The operation of the dairy price support program during the past two years, coupled with changes made as a result of reforming federal milk marketing orders, have greatly increased regional differences in milk prices paid to producers. The government purchases have distorted the relative value of farm milk used to make nonfat dry milk and butter versus that used to make cheese (see Figure 1). This has implications for federal order milk pricing which, since January 1, 2000, has used the higher of the nonfat dry milk/butter price or the cheese price to value milk used in fluid dairy products. In fact, the federal order minimum price for milk used in fluid dairy products averaged more than $2 per hundredweight of milk higher in calendar year 2000 under this pricing mechanism than would have been the case under the pricing regulations in effect prior to 2000. This has greatly increased the regional differences in farm milk prices.

The impact of the current USDA dairy product purchase prices on federal order prices is readily seen by comparing the relationship between farm milk prices in Wisconsin and Florida (see Figure 2). In Wisconsin, nearly 80% of farm milk is used to make cheese, a Class III product, while in Florida only about 2% of the farm milk ends up in cheese. This means that 98% of the farm milk in Florida benefits from the higher price created by the current USDA dairy product purchase prices. Therefore, the difference between farm milk prices in Florida and Wisconsin has increased by more than $1.00 per hundredweight of milk as a direct result of these misdirected government actions.

The increased difference between the price paid for milk used to make cheese versus that used in fluid milk products has created an incentive for cooperatives and individual dairy producers to ship their farm milk long distances to share in the pooled receipts from the higher valued milk. This is driven by the combined effect of the operation of the dairy price support program and federal milk marketing order reform. Prior to federal order reform implementation, the average difference between the Class I and Class III milk prices was equal to the average Class I differential. Since January 1, 2000, this average difference has grown by nearly $2.00 per cwt due the current USDA dairy product purchase prices. (see Figures 3A and 3B)

In addition to the impact on government costs and federal order milk prices, the dairy price support program as currently operated has priced nonfat dry milk out of the world market during a period when the U.S. could be competitive. Currently, world market prices are only a few cents below the USDA purchase price. This is especially true since the outbreak of Foot and Mouth Disease in the European Union, as many international customers are reluctant to purchase dry milk products from the E.U. and are looking for alternative sources of supply. In fact, the last bid accepted by USDA under the Dairy Export Incentive Program (DEIP) on April 2, 2001 only required a subsidy of 2.6 cents per pound of nonfat dry milk, meaning it would take very little adjustment in our nonfat dry milk prices to be competitive in world markets.1

Forward Contracting Of Milk Regulated Under Federal Orders

Forward cash contracting is a simple tool which allows processors to offer producers or their cooperatives a set price for their milk over a specified period of time. Producers can voluntarily accept a pay price based on the offer or continue to receive pay prices based on the price set each month under the federal order program. Forward contracting lets both the producer and the processor know what the price is going to be in advance, so that both have a more predictable basis for planning their investments, financing, and business growth. This is especially important given the increase over time in the variability of milk prices (see Figure 4 ).

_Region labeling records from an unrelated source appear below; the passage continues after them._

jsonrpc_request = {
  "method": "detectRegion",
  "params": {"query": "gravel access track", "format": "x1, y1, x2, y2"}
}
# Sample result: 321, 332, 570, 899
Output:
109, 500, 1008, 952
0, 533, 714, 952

Producers of other commodities rely on forward contracts. According to a report by the General Accounting Office, forward cash contracting is the risk management tool most frequently used by producers outside the dairy sector. A majority of cotton (76%), corn (65%), and wheat (57%) producers used forward contracting to lock in their prices and revenues.

Dairy cooperatives can offer their producer members forward contracts, but the Agricultural Marketing Agreements Act of 1937 severely limits proprietary processors from offering producers forward pricing. Dairy producers thus can and often do choose to lock in their feed and other input costs through forward contracts, but many of them cannot lock in the price and revenue side of their market activities.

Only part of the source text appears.